La cosa rossa incerta al via: siamo «La sinistra l’arcobaleno»

Sembra un simbolo, ma non lo è. Sembra un nome, anzi due nomi, ma forse saranno rivisti anche quelli. Ieri i vertici della Cosa rossa hanno quasi presentato il «tratto grafico» che identificherà il nuovo soggetto politico, di qui ai prossimi mesi, accompagnandolo col nome «La sinistra l’arcobaleno» (senza virgola pare, ma non c’è certezza). Di rosso c’è la S e una delle striscioline che sottolineano i nomi. E per il momento l’unica cosa certa è che il «tratto» sarà presentato all’assemblea di sabato e domenica. Poi, ma forse anche prima, tornerà ad essere argomento di scontri e litigi intemi, tra i Comunisti italiani e i verdi che vogliono trovare il modo di aggiungervi i rispettivi simboli – in piccolo in basso – e Rifondazione che tira perché il giro di boa sia completo e il nuovo «simbolo» sia usato nel maggior numero di competizioni elettorali. Quante e quali? Non si sa, ieri mattina nel vertice che ha salutato il simbolo i litigiosi leader hanno preferito evitare di toccare sia l’argomento legge elettorale, sia il prossimo appuntamento alle provinciali. L’indicazione, al momento, è solo generale: si valuteranno le situazioni locali caso per caso, scegliendo dove presentare una lista unitaria e dove lasciare che i partiti corrano ognun per se in modo da raccogliere il maggior numero di consensi.

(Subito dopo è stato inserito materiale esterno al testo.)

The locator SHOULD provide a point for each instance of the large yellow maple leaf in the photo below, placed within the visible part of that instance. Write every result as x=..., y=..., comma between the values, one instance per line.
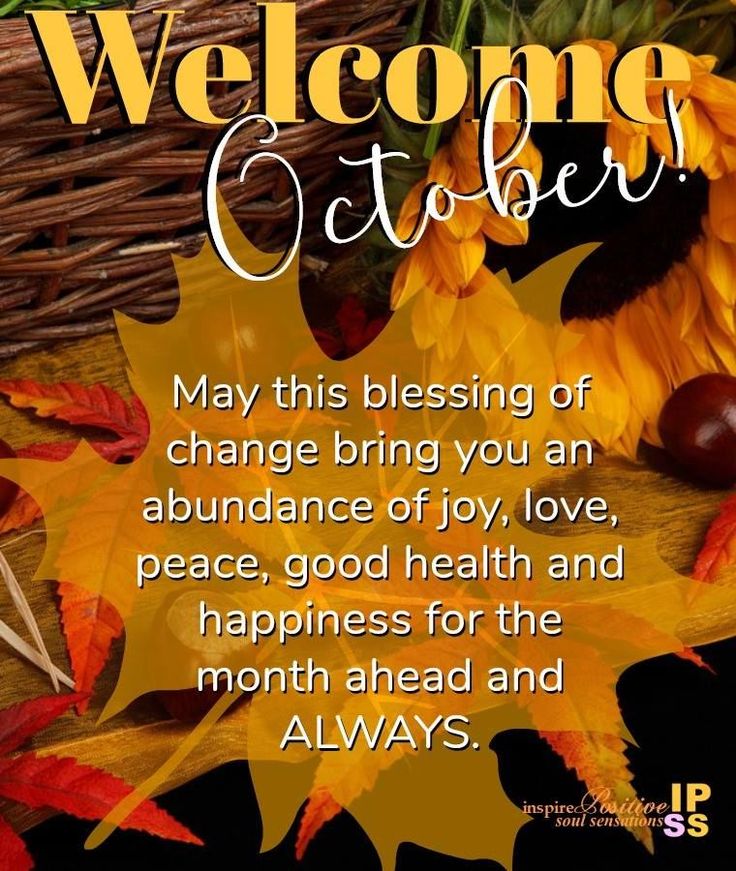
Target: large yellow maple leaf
x=251, y=334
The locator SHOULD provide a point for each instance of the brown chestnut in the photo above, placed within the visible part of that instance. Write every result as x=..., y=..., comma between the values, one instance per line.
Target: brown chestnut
x=8, y=489
x=698, y=428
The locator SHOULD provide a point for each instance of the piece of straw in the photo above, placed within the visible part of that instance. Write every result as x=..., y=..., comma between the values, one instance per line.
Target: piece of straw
x=31, y=654
x=24, y=609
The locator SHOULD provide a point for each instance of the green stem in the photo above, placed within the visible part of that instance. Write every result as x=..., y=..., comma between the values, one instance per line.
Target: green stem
x=456, y=44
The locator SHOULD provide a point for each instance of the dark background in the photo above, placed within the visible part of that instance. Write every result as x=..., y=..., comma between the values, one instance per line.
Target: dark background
x=682, y=718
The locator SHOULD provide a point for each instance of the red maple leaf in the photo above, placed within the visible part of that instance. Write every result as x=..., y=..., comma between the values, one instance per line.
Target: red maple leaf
x=719, y=547
x=355, y=330
x=90, y=624
x=62, y=783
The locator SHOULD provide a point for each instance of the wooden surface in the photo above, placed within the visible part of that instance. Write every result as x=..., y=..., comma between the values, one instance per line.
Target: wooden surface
x=135, y=743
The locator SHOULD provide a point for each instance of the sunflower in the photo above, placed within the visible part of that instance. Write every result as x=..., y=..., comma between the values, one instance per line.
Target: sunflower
x=653, y=305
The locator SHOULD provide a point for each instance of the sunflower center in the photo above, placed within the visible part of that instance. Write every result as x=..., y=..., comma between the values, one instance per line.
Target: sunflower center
x=640, y=241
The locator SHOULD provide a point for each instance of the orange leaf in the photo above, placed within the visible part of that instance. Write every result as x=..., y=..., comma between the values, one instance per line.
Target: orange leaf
x=719, y=548
x=86, y=792
x=320, y=809
x=19, y=722
x=90, y=624
x=98, y=405
x=13, y=853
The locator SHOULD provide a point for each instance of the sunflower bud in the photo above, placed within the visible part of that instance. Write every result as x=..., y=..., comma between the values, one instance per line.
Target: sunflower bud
x=597, y=20
x=554, y=22
x=634, y=21
x=715, y=38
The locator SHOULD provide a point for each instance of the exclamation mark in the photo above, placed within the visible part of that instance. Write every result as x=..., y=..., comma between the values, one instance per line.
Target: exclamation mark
x=678, y=140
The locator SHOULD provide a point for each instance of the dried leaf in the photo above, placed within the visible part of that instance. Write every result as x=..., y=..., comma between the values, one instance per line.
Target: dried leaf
x=719, y=548
x=83, y=791
x=22, y=513
x=19, y=722
x=90, y=625
x=13, y=853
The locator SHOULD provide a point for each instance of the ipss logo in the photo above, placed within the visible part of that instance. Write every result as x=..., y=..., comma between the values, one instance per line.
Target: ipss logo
x=687, y=820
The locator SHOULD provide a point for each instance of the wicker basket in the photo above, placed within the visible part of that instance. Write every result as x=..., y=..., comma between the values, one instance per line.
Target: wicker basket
x=90, y=215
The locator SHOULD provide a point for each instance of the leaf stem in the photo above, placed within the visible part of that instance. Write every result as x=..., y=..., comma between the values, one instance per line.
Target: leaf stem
x=456, y=44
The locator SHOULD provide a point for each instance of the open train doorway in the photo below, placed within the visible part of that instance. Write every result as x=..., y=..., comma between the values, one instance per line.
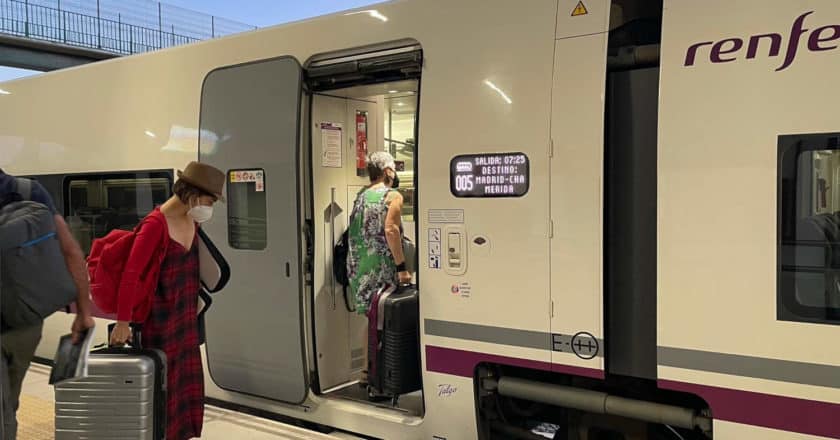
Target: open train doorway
x=359, y=104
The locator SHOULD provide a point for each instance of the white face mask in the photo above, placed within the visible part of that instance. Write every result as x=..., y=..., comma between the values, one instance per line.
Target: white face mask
x=201, y=213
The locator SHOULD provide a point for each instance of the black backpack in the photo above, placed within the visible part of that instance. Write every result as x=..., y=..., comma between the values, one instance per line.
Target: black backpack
x=340, y=267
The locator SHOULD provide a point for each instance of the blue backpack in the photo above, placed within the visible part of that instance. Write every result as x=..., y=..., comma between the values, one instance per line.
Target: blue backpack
x=34, y=280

Le dichiarazioni ufficiali, ieri mattina, lasciavano trasparire il tiepido entusiasmo dei contendenti. Fabio Mussi, di Sinistra democratica, è uscito dal vertice per primo: «Si chiamerà “la sinistra l’arcobaleno” – dice al termine dell’incontro – e sarà una forza politica radicata nella società italiana ed avrà un peso importante». L’ha seguito Franco Giordano, convinto sostenitore del percorso unitario: «Abbiamo deciso il percorso unitario – sottolinea – è importante accelerare in questa direzione. L’assemblea generale sarà un grande evento e la cosa importante è la pluralità di soggetti che saranno coinvolti, al di là dei partiti». Più acido Oliviero Diliberto che certo ha mal digerito l’intervista rilasciata da Fausto Bertinotti a Repubblica, due giorni fa: «Abbiamo evitato le polemiche – ha osservato il segretario del Pdci – perché vogliamo andare avanti». Il leader del Pdci però ci tiene a ribadire «la vocazione ad essere una forza di governo. Certo – osserva – bisogna vedere quali sono le condizioni per starci ma qualunque forza politica nasce con l’ambizione di governare. Si va all’opposizione se si perde e non se si vince». Il ministro della Ricerca dice di aver parlato a lungo con Fausto Bertinotti e di «condividere con lui il fatto che la sinistra debba essere autonoma. Anche io sono consapevole – prosegue ancora – che il governo è sceso nell’opinione pubblica e che i risultati sono al di sotto delle aspettative». Per il coordinatore di Sd però le diverse anime della sinistra devono «trovare una sintonia Bisogna misurare i giudizi per misurare i passi».
L’attenzione di tutti, in ogni caso, è all’assemblea «fondativa» organizzata per il prossimo fine settimana a Roma. E, manco a dirlo, anche in questo caso il programma è incerto. Il sabato ci saranno otto workshop tematici e la domenica venticinque interventi aperti alle associazioni (Arci, Uds, Libera, Sbilanciamoci) e ai movimenti (No Dal Molin, No Tav, movimenti di genere). Parleranno i quattro leader e sul palco ci sarà Pietro Ingrao. Ma non provate a chiedere l’ordine, la trattativa è aperta pure su questo.